Cependant, toutes les entreprises dont le chiffre d’affaires est supérieur à 152 500 € doivent effectuer la déclaration de valeur ajoutée et des effectifs salariés qui sert à en déterminer la base d’imposition (même si elles ne sont pas redevables de la CVAE).

Les sociétés civiles professionnelles et de moyens, les groupements sont redevables en leur nom de la CVAE et non pas au nom de chacun des membres.

À noter :

les entreprises nouvelles sont exonérées de CVAE l’année de leur création, sauf en cas de transmission d’activité. Par ailleurs, les exonérations de CFE s’appliquent aussi à la CVAE.

Calcul :

Le montant de la CVAE est calculé à partir de la valeur ajoutée fiscale selon l’opération suivante :

(valeur ajoutée x taux effectif d’imposition) + (valeur ajoutée x taux effectif d’imposition x 1 %.

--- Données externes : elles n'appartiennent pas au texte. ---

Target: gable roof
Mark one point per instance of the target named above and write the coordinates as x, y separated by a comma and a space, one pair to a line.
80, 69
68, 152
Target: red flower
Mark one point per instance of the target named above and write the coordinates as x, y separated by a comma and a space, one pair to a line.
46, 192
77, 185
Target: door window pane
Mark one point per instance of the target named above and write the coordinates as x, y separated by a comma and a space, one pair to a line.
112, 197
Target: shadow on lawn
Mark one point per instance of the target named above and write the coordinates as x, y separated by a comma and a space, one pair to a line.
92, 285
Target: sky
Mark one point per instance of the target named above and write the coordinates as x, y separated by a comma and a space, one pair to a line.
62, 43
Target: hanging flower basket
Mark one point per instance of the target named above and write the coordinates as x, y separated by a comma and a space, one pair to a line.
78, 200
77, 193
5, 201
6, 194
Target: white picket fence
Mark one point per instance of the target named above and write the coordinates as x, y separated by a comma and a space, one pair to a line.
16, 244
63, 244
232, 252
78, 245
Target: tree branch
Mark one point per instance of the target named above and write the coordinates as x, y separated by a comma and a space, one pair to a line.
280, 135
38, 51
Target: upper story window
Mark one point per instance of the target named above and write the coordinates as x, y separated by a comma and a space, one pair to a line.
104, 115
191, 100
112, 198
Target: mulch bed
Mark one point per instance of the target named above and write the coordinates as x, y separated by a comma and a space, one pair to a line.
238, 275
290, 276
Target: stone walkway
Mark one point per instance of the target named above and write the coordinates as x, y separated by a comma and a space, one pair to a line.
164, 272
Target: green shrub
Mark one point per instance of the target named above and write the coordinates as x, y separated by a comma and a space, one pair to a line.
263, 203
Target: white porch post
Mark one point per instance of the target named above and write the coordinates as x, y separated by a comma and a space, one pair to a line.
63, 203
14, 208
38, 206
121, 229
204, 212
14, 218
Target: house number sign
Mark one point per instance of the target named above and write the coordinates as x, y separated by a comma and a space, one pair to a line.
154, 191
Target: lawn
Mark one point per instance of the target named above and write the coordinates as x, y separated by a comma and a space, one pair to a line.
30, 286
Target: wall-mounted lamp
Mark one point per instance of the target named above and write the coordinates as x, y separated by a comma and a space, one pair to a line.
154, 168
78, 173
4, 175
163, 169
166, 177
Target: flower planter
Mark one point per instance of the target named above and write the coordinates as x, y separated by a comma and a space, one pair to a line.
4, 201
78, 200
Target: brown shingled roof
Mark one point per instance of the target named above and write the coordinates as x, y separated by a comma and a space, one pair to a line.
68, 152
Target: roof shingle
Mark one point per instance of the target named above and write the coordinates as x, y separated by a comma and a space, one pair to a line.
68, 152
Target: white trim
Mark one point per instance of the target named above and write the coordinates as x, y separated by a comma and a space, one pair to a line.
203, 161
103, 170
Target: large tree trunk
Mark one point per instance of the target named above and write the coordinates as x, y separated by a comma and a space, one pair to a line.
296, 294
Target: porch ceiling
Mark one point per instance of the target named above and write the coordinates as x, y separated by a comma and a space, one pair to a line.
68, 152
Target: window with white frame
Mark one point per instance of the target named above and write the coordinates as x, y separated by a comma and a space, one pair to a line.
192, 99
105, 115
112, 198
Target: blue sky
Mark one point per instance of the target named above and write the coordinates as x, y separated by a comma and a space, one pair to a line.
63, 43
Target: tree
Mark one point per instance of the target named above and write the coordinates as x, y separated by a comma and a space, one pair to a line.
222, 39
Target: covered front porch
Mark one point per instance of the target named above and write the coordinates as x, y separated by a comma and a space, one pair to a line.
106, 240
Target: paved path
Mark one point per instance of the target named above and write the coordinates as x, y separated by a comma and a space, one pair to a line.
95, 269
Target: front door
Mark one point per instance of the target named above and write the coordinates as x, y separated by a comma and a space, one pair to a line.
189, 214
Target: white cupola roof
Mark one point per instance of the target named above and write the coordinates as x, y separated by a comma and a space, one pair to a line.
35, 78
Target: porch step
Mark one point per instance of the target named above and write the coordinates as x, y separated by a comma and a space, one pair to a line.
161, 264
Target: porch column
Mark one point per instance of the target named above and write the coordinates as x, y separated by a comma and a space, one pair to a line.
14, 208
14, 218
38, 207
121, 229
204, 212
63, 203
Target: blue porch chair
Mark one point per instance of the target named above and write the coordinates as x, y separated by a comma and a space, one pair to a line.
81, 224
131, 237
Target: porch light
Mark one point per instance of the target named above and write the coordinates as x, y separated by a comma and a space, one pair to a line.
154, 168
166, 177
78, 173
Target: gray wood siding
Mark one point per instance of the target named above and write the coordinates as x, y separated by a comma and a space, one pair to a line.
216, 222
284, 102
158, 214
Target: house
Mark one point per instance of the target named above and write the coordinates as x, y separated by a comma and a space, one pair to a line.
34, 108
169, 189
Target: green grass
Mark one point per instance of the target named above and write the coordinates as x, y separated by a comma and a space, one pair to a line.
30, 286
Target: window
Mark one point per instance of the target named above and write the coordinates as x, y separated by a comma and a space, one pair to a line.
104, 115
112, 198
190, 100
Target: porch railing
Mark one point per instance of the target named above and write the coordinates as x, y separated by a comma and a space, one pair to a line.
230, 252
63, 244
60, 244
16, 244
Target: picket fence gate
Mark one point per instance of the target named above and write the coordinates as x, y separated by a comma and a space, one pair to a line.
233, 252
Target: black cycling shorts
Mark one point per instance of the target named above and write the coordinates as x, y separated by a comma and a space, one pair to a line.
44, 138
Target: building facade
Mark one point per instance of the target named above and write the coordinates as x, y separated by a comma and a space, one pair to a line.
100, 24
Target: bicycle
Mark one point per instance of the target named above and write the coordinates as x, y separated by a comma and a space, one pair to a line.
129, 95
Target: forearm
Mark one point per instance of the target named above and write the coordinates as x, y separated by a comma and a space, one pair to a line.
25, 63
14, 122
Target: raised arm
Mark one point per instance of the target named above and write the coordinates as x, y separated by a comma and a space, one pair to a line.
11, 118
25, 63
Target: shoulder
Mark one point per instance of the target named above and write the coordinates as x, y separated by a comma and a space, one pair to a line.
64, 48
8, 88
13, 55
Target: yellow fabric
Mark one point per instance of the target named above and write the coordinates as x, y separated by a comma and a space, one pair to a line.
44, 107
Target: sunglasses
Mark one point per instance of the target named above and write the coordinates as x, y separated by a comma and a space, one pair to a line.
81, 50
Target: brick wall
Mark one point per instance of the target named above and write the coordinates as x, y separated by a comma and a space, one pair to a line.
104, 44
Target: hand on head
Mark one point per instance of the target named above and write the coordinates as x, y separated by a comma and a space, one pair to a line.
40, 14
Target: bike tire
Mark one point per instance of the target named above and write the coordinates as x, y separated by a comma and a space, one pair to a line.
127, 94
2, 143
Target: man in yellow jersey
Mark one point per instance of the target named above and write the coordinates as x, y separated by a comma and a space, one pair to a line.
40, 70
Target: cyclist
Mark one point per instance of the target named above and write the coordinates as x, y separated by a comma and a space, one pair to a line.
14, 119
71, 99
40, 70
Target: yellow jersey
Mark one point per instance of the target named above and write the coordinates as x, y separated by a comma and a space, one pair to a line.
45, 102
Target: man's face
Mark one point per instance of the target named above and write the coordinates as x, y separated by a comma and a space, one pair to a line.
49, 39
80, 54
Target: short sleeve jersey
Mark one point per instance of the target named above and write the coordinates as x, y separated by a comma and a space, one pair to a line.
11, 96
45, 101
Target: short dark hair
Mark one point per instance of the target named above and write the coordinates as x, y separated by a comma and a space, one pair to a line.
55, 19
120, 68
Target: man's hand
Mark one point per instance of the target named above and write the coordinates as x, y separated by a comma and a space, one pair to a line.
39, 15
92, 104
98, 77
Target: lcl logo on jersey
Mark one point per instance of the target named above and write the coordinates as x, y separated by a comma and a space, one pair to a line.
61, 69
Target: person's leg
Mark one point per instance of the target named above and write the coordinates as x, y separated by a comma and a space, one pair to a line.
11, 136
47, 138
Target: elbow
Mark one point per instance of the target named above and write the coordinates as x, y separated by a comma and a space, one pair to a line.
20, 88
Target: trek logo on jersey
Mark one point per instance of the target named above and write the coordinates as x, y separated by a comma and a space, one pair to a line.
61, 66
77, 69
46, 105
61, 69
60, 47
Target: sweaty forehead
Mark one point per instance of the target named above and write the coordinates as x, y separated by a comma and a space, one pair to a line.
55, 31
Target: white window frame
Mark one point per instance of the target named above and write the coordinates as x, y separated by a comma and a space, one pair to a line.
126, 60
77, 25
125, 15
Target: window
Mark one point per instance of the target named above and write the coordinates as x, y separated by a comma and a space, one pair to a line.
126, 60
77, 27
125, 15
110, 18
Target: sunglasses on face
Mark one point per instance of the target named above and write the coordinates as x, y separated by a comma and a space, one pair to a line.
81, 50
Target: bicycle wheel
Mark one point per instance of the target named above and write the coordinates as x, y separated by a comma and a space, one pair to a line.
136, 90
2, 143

Seuls sont pris en compte les charges et produits relatifs à des activités imposables (dans le champ de la CFE, et qui ne bénéficient pas d’une exonération).

Le taux d’imposition effectif (réel et non théorique) appliqué est obtenu selon un barème progressif (après dégrèvement pris en charge par l’État) variable selon le CA réalisé au moment du versement des acomptes et du solde.

Taux d’imposition de la CVAE en fonction du chiffre d’affaires (CA HT)

Chiffre d’affaires hors taxe

Taux effectif d’imposition

Moins de 500 000  € 0 %
Entre 500 000 € et 3 millions  € 0,5 %  x (CA – 500 000 €) /2,5 millions €
Entre 3 millions € et 10 millions  € 0,5 % + 0,9 % x (CA – 3 millions €) /7 millions €
Entre 10 millions € et 50 millions  € 1,4 % + 0,1 % x (CA – 10 millions €) / 40 millions €
Plus de 50 millions  € 1,5 %

Les entreprises réalisant un chiffre d’affaires supérieur à 500 000 € et pour lesquelles le montant de la CVAE serait inférieur à 250 € doivent obligatoirement verser une contribution minimum de 250 €.

Pour déterminer le taux d’imposition d’une entreprise membre d’un groupe d’intégration fiscale, l’entrepreneur doit calculer le chiffre d’affaires en faisant la somme de son chiffre d’affaires et de celui des autres entreprises membres du groupe.

La règle n’est pas applicable lorsque la somme des chiffres d’affaires est inférieure à  7 630 000 €.

Ce nouveau dispositif s’applique à partir des impositions dues au titre de 2018 (y compris les acomptes à payer en juin et septembre 2018).

Les bases imposables et le montant de l’impôt sont arrondis à l’euro le plus proche ; les montants inférieurs à 0,50 € sont négligés et ceux supérieurs ou égaux à 0,50 € sont comptés pour 1.